## Snapshots From Current Research

### 1 Equality, Subtraction, and the Minkowski Difference

One of the first observations one makes in thinking about whether two sets of points S and T are separable by a hyperplane is that one can reduce this to the question of whether the origin is separable from the “Minkowski Difference” S -T = {s-t : s ∈ S,t ∈ T}. The same sort of elementary linear algebra shows that you can separate S and T with a certain margin 2γ if and only if you can separate the origin from S - T with margin 2γ

### 2 Triangulation and Symmetry

The notion of degeneracy is a pervasive one in geometric computation. In general, it tends to mean the existence of more than the minimal possible number of incidences. When computing convex hulls, this means more than d points on a facet. The notion of perturbation or “moving the input a little” is often used as a way of breaking ties, and reducing the total number of incidences. It turns out that perturbation in the context of convex hulls is essentially equivalent to computing a triangulation of the boundary of the convex hull. Unfortunately triangulating the boundary typically breaks up (useful) symmetries. In the figure below, we see the familiar cube cut open along three edges (the three vertices labelled b correspond the cube vertex opposite the center vertex).
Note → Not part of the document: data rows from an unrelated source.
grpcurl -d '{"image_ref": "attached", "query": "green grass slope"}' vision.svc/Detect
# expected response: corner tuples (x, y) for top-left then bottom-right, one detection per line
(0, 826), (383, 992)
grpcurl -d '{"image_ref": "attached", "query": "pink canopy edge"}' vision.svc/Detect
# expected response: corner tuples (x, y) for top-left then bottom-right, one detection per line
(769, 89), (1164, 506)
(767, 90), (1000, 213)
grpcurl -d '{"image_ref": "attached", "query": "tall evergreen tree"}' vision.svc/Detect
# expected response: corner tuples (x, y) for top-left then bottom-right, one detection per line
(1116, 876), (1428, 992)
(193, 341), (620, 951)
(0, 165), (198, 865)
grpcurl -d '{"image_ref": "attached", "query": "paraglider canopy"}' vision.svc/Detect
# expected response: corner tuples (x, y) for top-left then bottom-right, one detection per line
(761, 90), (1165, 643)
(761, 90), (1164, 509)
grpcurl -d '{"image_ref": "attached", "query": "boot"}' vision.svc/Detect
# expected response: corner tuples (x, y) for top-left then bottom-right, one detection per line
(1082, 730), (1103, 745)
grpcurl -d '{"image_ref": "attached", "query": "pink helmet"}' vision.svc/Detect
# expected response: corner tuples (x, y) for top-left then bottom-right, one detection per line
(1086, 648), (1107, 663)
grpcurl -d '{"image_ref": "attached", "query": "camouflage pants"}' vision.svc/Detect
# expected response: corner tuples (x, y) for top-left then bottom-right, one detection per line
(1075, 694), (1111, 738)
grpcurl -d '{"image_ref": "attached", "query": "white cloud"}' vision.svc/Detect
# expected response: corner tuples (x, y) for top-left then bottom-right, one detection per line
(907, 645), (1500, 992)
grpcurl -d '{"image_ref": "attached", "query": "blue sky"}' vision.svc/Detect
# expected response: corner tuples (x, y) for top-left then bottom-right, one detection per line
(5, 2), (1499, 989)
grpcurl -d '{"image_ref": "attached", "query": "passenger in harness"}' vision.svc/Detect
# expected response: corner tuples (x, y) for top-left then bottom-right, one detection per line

Before triangulating, there is a natural rotational symmetry to this diagram; afterwards, only those triangles with the same colour can be mapped into each other by rotation. I am currently investigating the trade off between breaking up degeneracy (good) and breaking up symmetry (bad). Some advantage can be gained by (symbolically) perturbing points in the same (sub)-orbit of the symmetry group in a compatible way.

### 3 Halfspace Depth

In non-parametric statistics, no assumption is made about the probability distribution of the population, and the test statistics are usually based on the rank of the data. In multivariate data analysis, every data item consists of several elements (i.e. is an n-tuple). The concept of data depth in non-parametric multivariate statistics is the generalization of the univariate rank method. Given a set S of points, the halfspace depth (or rank) k of point p is defined as the minimum number of points of S excluding p contained in any closed halfspace with p on its boundary. The data with the highest rank is considered the centre of the data set, which best describes the set.